Adonias reparou que deveras estava precisando da ajuda da mãe, que a batina estava engordurada, demonstrando que se encostara em lugares pouco asseados para repousar.

Olhou as horas no alto da torre e constatou que poderia tomar o trem para o subúrbio, pois não era hora de lotar. Na verdade, não gostava de viajar na hora do regresso do trabalho, porque as pessoas exalavam um fétido cheiro de suor, o que não lhe agradava, em absoluto. Contudo, quando não podia fazer diferente e entrava em carros apertadíssimos, conseguia bloquear a sensação nauseabunda, apenas pressionando as fossas nasais, disfarçadamente, para não ofender as pessoas.

Por outro lado, ele mesmo não se considerava limpo a ponto de espalhar um aroma muito bom ao derredor, tanto que, muitas vezes, percebia que muita gente, podendo, se afastava dele, o que também o levava a preferir os horários menos tumultuados.

Entrou no carro com uma leva de pessoas, mas todas se acomodaram nos bancos. Ao seu lado, não se sentou ninguém e ele ficou a relembrar um acidente que sofrera pouco antes de abandonar a Igreja, forte batida na cabeça, razão mais do que suficiente para ter sofrido a lesão nos nervos olfativos. De resto, passou a ouvir e a ver mal e a quase não sentir a quentura dos líquidos ferventes, fugindo dos fogões após algumas queimaduras sofridas sem que tivesse percebido.

“O Doutor Queirós foi muito claro quando me explicou que o meu estado de coma por mais de vinte e quatro horas estava a indicar a possibilidade das rupturas internas dos nervos do sistema central e que haveria seqüelas, devendo agradecer aos céus por não haver ficado paraplégico, que duas das vértebras haviam sido afetadas.”

Atinou que pensava como se conversasse consigo mesmo e suspeitou de que algumas palavras haviam escapado em voz alta. Mas os vizinhos não olhavam para ele com maior curiosidade do que habitualmente, tão estranha era aquela maneira antiga de se vestir o sacerdote.

“O tal do Adão é que estava enfatiotado com gravata e tudo. Acho que continuo a ter razão em pensar que as pessoas buscam agradar, para conseguirem o máximo de proveito da boa vontade alheia. Se os padres se enfeitam com o mais variado sistema de cores e brilhos, mantendo os paramentos vistosos para impressionarem e passarem a idéia de autoridade e poder, também descobriram que, para se aproximarem das pessoas mais simples, têm de retirar a batina, vestir-se com ternos, ficar em mangas de camisa, trajar calças de jeans, como os caubóis, ou até deixar os cabelos crescer ou raspar completamente a cabeça, conforme a tendência da moda. Eu, por mim, mantenho a tradição até sem que nada me obrigue a isso...”

Iria por aí não se despertasse para o convite do outro:

“Será que terei coragem de realizar uma tentativa de aproximação de outra filosofia?...”

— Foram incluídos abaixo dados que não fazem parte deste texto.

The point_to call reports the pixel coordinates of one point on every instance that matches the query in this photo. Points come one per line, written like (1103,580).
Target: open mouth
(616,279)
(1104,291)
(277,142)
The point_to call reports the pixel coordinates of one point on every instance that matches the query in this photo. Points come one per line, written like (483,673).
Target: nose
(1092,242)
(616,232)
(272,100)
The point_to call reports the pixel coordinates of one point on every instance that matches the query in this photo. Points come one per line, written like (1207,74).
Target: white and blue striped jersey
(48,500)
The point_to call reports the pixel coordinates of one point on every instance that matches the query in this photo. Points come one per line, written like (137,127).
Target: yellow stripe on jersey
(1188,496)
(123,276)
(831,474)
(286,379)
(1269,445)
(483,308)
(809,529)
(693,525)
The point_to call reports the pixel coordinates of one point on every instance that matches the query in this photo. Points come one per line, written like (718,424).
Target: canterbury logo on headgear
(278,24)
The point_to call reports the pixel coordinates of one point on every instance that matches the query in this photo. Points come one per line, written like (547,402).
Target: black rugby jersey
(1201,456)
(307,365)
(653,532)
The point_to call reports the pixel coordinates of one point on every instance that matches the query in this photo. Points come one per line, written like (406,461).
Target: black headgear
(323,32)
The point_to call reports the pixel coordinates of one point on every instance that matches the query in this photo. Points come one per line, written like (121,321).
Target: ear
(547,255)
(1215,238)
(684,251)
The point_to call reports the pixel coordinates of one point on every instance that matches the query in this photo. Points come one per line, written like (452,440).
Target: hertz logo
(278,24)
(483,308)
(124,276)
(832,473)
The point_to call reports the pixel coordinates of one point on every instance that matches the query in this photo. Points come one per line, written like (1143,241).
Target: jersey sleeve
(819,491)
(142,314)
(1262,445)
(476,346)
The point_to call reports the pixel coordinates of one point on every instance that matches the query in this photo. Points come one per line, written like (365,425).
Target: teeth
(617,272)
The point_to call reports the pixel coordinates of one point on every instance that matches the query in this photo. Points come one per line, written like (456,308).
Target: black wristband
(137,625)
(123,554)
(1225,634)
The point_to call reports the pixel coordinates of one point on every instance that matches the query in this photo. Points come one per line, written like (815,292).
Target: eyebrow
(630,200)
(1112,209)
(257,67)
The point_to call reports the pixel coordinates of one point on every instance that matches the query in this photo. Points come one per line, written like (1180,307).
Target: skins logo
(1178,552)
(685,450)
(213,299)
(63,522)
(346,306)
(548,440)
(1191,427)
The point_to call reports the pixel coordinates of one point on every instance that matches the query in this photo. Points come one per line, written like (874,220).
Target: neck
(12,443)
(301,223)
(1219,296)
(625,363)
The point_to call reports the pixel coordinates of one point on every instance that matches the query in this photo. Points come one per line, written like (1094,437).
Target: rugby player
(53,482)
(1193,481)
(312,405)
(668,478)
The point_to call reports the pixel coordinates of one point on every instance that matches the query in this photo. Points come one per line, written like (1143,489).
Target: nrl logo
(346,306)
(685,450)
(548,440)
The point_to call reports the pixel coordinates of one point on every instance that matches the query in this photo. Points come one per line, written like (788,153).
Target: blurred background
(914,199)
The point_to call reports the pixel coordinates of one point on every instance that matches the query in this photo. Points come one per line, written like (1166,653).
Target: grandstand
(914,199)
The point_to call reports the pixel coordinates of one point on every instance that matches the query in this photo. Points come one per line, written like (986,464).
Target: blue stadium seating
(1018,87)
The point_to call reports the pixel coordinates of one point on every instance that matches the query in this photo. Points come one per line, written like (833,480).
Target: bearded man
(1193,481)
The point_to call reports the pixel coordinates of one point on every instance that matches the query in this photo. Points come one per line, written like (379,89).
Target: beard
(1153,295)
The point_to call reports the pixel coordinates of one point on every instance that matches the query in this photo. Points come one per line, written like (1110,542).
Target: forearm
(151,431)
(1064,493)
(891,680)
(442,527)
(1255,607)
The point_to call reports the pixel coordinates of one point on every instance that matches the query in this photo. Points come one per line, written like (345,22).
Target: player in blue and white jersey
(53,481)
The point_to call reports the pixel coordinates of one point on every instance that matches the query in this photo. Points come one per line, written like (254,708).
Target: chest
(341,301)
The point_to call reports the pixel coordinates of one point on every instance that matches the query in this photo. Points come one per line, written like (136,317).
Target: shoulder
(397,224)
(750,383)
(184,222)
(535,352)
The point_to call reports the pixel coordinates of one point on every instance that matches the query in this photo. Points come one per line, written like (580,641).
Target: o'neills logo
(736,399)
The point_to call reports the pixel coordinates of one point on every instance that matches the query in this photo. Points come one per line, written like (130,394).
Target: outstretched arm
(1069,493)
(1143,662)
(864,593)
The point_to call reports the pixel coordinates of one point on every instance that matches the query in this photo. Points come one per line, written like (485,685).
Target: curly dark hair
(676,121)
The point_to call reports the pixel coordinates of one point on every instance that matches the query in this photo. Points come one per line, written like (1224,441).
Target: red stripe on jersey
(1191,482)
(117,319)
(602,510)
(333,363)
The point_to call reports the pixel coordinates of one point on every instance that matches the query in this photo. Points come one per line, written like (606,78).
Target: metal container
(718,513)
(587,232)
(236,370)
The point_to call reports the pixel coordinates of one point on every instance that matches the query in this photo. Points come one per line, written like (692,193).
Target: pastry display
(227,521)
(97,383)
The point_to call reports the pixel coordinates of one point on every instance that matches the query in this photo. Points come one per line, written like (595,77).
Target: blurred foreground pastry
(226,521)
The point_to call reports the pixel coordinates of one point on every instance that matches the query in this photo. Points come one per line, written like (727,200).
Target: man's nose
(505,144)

O mais foi puro devaneio, sonho ou ilusão, em que se via em palco iluminado, perante assembléia vestida modestamente mas com asseio, pessoas sem vaidade mas cônscias de que precisavam estar bonitas para se apresentarem ao Senhor, dentro do templo, pessoas que cantavam hinos, que seguiam os dizeres dos pastores, respondendo e louvando a Deus, deixando suas espórtulas nas bacias que ostentavam sempre algumas notas mais graúdas. E ele, que falava que era preciso poupar para dias de forte penúria em que grassaria a mais terrível miséria, porque o povo fugia da lavoura, que havia gente armada a defender a terra dos patrões, que o movimento dos “sem-terra” havia acabado pela reforma agrária levada a cabo pelo penúltimo governo, mas que os sinos da igreja haviam mudado totalmente a sua batida...

Acordou com a sacudidela mais forte do trem parando na última estação. Era onde descia, por isso não se preocupara em adormecer.

Não deu importância ao sonho, que lhe parecia um produto de suas preocupações, e caminhou resoluto para a casa da mãe, onde também viviam seu pai e duas irmãs solteiras.

Dona Genoveva sempre recepcionava o filho em festa. Recebia-o a qualquer hora do dia ou da noite, que ele era inconstante, e providenciava a melhor refeição, tendo o cuidado de manter a despensa e a geladeira bem providas.

Também as irmãs eram muito amorosas, muito embora com elas ele não trocasse palavra alguma. Marta e Maria eram mais novas, mas haviam passado um pouco da juventude sonhadora, mantendo, contudo, fortes esperanças de se encontrarem com seus príncipes encantados. Quando Adonias chegava, corriam a preparar-lhe o banho e já aprestavam as tesouras e navalhas, porque sempre voltava com a barba e o cabelo desgrenhados e compridos.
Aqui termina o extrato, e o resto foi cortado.